[英]pyspark lag function with inconsistent time series
import pyspark.sql.functions as F
from pyspark.sql.window import Window
我想使用窗口函數從 4 個周期前的列中查找值。
假設我的數據 (df) 看起來像這樣(實際上我有許多不同的 ID):
ID | value | period
a | 100 | 1
a | 200 | 2
a | 300 | 3
a | 400 | 5
a | 500 | 6
a | 600 | 7
如果時間序列是一致的(例如周期 1-6),我可以使用F.lag(df['value'], count=4).over(Window.partitionBy('id').orderBy('period'))
但是,由於時間序列具有不連續性,因此這些值將被置換。
我想要的輸出是這樣的:
ID | value | period | 4_lag_value
a | 100 | 1 | nan
a | 200 | 2 | nan
a | 300 | 3 | nan
a | 400 | 5 | 100
a | 500 | 6 | 200
a | 600 | 7 | 300
我怎樣才能在 pyspark 中做到這一點?
這可能是你正在尋找的:
from pyspark.sql import Window, functions as F
def pyspark_timed_lag_values(df, lags, avg_diff, state_id='state_id', ds='ds', y='y'):
interval_expr = 'sequence(min_ds, max_ds, interval {0} day)'.format(avg_diff)
all_comb = (df.groupBy(F.col(state_id))
.agg(F.min(ds).alias('min_ds'), F.max(ds).alias('max_ds'))
.withColumn(ds, F.explode(F.expr(interval_expr)))
.select(*[state_id, ds]))
all_comb = all_comb.join(df.withColumn('exists', F.lit(True)), on=[state_id, ds], how='left')
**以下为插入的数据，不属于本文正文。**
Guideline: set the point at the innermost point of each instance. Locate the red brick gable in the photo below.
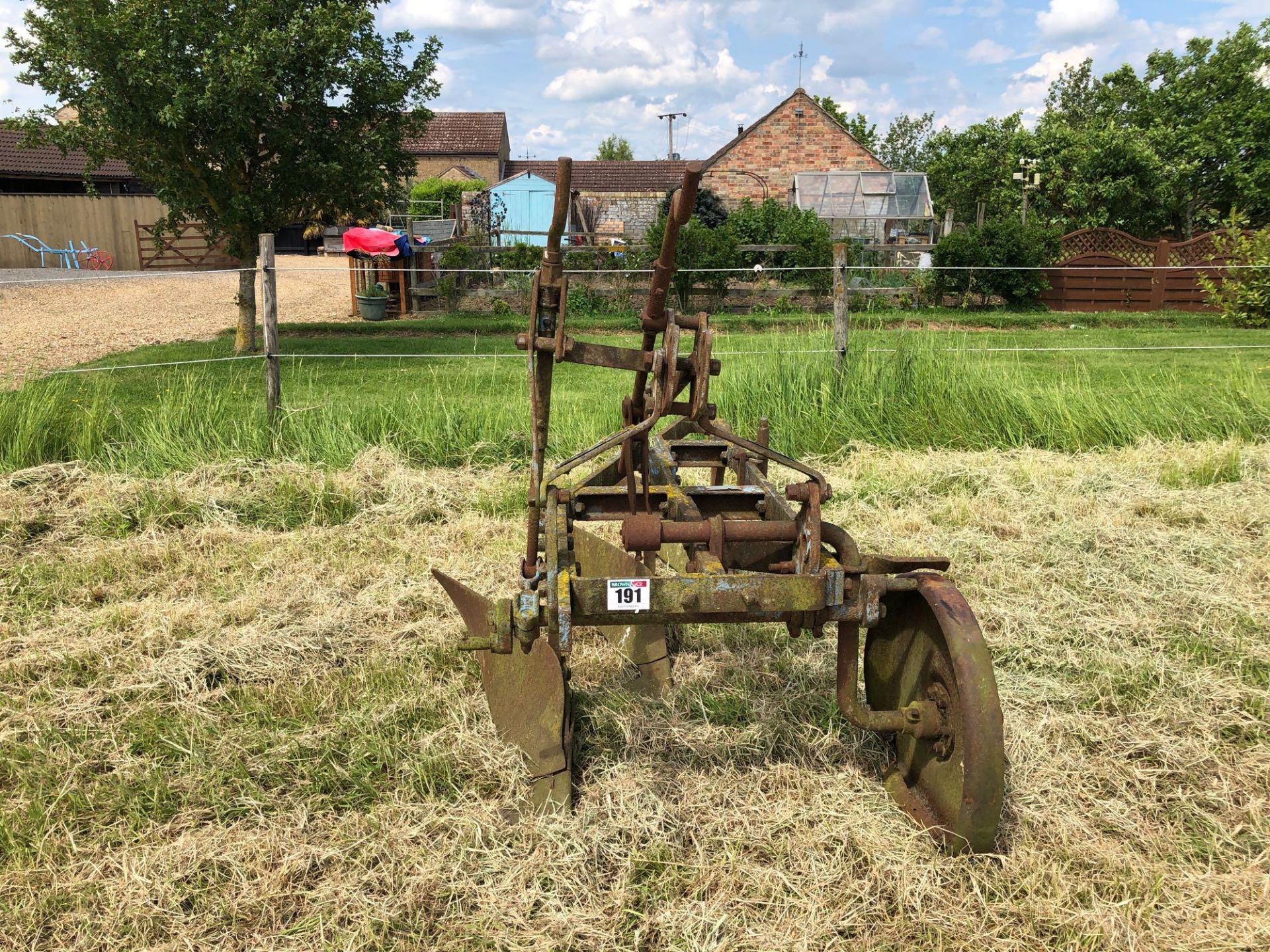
(762, 160)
window = Window.partitionBy(state_id).orderBy(F.col(ds).asc())
for lag in lags:
all_comb = all_comb.withColumn("{0}_{1}".format(y, lag), F.lag(y, lag).over(window))
all_comb = all_comb.filter(F.col('exists')).drop(*['exists'])
return all_comb
讓我們將其應用於示例:
data = spark.sparkContext.parallelize([
(1,"2021-01-03",100),
(1,"2021-01-10",830),
(1,"2021-01-17",300),
(1,"2021-02-07",450),
(2,"2021-01-03",500),
(2,"2021-01-17",800),
(2,"2021-02-14",800)])
example = spark.createDataFrame(data, ['state_id','ds','y'])
example = example.withColumn('ds', F.to_date(F.col('ds')))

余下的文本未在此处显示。